The Story
Why it exists.
The beginning
Pure Water arrived in 2020 from Marie Huguenot, a perfumer working in an independent space where every decision is intentional. The name is a statement: not a literal aquatic accord, but a proposition about clarity in a market saturated with complexity. Where other houses pile on layers hoping something sticks, Pure Water strips back to what matters. The citrus and rosemary opening hits like cool morning air, the kind that sharpens everything. It's clean without apology, fresh without futility. The house behind it, Exuma Parfums, crafts each composition as an individual work rather than a catalog filler, and Pure Water is proof the approach yields something worth wearing.
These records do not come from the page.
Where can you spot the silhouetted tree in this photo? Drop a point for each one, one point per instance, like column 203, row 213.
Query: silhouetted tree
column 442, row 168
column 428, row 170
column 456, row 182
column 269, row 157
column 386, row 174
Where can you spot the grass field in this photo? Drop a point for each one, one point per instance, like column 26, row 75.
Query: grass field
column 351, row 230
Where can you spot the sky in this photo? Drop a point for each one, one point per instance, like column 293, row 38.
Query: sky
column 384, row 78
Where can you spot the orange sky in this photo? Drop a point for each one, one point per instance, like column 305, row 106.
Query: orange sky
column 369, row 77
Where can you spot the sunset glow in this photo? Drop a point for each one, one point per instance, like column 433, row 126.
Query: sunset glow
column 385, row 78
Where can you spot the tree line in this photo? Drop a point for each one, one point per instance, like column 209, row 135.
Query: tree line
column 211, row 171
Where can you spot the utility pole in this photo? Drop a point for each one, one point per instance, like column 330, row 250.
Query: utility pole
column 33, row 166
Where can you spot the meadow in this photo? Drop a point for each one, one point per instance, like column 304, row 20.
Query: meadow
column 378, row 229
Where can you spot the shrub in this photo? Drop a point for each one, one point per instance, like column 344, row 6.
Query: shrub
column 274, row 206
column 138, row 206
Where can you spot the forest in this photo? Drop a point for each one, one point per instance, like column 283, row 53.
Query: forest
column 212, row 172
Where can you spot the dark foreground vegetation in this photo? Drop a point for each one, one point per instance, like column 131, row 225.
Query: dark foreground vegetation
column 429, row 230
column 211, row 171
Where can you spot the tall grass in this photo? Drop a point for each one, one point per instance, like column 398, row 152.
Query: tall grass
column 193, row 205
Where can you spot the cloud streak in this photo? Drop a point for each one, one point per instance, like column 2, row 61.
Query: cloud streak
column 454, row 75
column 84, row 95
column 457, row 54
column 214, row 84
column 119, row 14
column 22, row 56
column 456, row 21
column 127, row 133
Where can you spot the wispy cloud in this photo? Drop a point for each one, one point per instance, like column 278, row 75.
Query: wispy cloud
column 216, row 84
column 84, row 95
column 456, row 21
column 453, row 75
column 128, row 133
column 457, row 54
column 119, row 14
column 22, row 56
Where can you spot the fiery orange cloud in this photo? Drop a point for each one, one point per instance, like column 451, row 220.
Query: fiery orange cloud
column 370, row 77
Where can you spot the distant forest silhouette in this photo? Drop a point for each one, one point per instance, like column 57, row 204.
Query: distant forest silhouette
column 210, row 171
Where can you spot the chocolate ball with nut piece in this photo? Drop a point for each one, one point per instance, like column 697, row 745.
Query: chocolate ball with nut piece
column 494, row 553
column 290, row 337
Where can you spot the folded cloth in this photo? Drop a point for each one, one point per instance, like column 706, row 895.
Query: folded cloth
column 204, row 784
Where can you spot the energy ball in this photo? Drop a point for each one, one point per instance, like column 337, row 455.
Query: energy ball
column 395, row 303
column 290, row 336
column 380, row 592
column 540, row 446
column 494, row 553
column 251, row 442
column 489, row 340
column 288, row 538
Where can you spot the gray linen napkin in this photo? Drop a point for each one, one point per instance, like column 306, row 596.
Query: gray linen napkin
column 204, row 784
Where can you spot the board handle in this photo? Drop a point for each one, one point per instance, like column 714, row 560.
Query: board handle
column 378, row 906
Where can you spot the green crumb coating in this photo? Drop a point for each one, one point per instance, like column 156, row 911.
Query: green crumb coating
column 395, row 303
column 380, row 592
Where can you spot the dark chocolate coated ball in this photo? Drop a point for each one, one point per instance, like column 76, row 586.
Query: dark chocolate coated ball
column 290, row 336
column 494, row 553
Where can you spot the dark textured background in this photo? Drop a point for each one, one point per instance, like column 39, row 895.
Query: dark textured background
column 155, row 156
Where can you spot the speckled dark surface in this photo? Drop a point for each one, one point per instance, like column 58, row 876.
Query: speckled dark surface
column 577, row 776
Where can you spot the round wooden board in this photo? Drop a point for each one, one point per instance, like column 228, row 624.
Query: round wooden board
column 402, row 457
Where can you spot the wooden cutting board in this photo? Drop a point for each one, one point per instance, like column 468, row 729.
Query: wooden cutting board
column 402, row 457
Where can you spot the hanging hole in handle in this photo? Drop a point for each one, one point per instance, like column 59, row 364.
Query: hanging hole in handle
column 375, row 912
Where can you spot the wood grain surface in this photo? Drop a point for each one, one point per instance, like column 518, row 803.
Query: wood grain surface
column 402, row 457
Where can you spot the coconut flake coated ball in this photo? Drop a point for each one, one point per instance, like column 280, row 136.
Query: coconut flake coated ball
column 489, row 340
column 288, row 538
The structural choice here is what makes it interesting. Top notes carry roughly half the composition, citrus and rosemary, giving the wearer an immediate, confident hit before the heart even arrives. Most fragrances ease you in. This one opens the door. The violet-blackcurrant pairing in the heart is where the artistry hides: violet brings its powdery, almost nostalgic softness while blackcurrant adds a tart undertone that keeps sweetness from becoming sentimental. Together they bridge the gap between the bright opening and the grounded base. The moss-musky drydown that follows isn't a destination, it's where the fragrance becomes private.
The evolution
The opening lands sharp. Grapefruit and bergamot hit simultaneously, a burst of citrus that doesn't tease or build, it arrives. The rosemary enters within seconds, adding an herbal counterpoint that prevents the whole thing from smelling like a cleaning product. There's nothing aquatic here, despite the name. This is dry, almost prickly. About 30 minutes in, the heart takes over and the character shifts. Violet's powdery softness meets blackcurrant's tart berry quality, creating a middle ground that feels simultaneously sweet and restrained. The fruit here is more suggestion than statement, a hint, not a declaration. The base is where Pure Water becomes itself. Musk and moss create something close to skin, powdery and green, with a sweetness that stays intimate rather than announcing itself. This is the phase that lasts: 4 to 6 hours of something that doesn't project aggressively but stays present for anyone standing near. The drydown is almost meditative.
Cultural impact
Pure Water lands in a cultural moment where more wearers want to smell intentional rather than loud. Clean fragrances have moved past aquatic tropes into something more sophisticated, green, powdery, and honest about what they are. This one suits someone who considers what they put on as carefully as what they wear.